Table base look-up (for the current lossy compression) is a single cycle; just a indexed lookup. Nothing matches that
I would not make that claim without knowing the exact hardware in question. Is it an ASIC? A FPGA? Some DSP? Doing a full 14-16-bit table lookup can easily be a relatively "expensive" operation on some platforms, since it involves a large amount of memory that must be accessed in a seemingly random (i.e. hard-to-cache) pattern for each individual pixel. Now, perhaps the standard does something clever to avoid this by e.g. having a smaller table that is accessed with some extra logic. E.g. "if value is small, encode it directly. If value is large, encode it using this (smaller) table".
I would guess that quantizing the value can often be considered "less expensive". My suggestion would be something ala "if value is small, encode it directly. If value is large, drop the N lsb bits".
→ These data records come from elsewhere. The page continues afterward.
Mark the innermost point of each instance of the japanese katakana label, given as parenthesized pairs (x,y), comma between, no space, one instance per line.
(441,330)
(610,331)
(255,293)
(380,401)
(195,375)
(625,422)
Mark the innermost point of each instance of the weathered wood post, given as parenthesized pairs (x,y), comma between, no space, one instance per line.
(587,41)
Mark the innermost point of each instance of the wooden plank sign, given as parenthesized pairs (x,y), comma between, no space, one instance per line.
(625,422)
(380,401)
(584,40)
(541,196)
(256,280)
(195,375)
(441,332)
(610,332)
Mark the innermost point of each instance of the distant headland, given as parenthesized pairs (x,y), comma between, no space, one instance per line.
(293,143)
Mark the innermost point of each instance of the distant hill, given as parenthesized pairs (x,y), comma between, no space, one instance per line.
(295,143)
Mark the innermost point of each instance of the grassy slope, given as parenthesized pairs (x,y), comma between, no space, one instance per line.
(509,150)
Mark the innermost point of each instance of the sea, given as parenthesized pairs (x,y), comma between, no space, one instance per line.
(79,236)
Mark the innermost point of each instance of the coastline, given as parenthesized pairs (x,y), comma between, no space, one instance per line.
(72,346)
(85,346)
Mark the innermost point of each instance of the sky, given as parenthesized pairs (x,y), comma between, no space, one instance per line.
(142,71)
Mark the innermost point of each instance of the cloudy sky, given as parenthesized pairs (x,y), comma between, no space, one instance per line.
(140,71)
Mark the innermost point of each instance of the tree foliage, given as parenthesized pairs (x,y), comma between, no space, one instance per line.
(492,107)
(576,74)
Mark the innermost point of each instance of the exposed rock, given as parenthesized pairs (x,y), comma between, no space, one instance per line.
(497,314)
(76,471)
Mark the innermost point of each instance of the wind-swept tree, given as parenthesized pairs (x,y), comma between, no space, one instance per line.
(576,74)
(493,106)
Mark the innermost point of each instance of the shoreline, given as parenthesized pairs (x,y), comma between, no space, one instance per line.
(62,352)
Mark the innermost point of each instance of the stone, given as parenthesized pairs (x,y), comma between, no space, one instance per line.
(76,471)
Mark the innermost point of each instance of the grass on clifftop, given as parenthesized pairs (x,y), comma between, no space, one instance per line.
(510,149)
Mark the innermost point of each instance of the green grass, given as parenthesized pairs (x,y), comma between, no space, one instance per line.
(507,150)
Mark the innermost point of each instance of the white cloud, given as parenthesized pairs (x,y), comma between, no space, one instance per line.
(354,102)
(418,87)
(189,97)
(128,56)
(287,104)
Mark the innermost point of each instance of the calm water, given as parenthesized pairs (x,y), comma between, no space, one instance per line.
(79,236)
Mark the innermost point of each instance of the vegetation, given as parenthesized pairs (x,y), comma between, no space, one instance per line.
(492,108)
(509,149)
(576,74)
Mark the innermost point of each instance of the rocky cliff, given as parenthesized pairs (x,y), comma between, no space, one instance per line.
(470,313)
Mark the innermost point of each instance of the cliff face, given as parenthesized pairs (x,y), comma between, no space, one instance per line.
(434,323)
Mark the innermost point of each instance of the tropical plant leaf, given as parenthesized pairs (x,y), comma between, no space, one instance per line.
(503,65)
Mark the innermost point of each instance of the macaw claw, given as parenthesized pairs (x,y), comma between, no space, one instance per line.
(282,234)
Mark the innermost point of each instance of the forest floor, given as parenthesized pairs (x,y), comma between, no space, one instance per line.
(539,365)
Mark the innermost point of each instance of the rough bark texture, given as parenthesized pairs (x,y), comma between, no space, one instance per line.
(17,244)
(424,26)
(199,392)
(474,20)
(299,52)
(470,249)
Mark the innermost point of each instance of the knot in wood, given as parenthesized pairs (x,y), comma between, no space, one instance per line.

If I were to make a bet, then I'd bet that if the next DNG spec has a new lossy compression capability, that it will be JPEG DCT based. Reason being that a lot of camera chips have hardware acceleration for JPEG DCT built in to support JPEG out, so doing JPEG DCT lossy compression will be "costless" in terms of CPU utilization for many modern cameras.
Sandy
JPEG usually can do only 8-bit YCbCr values, and its rate-perceptual distortion is depending on nonlinear gamma, sensible exposure, luma/chroma separation etc.. Fitting a 14-bit mosaiced bgrg signal into that in such a way that JPEG can efficiently compress it is nontrivial. Not saying that it cannot be done, but it is going to cost brainpower, cpupower, reduced compression/artifact efficiency, or all three.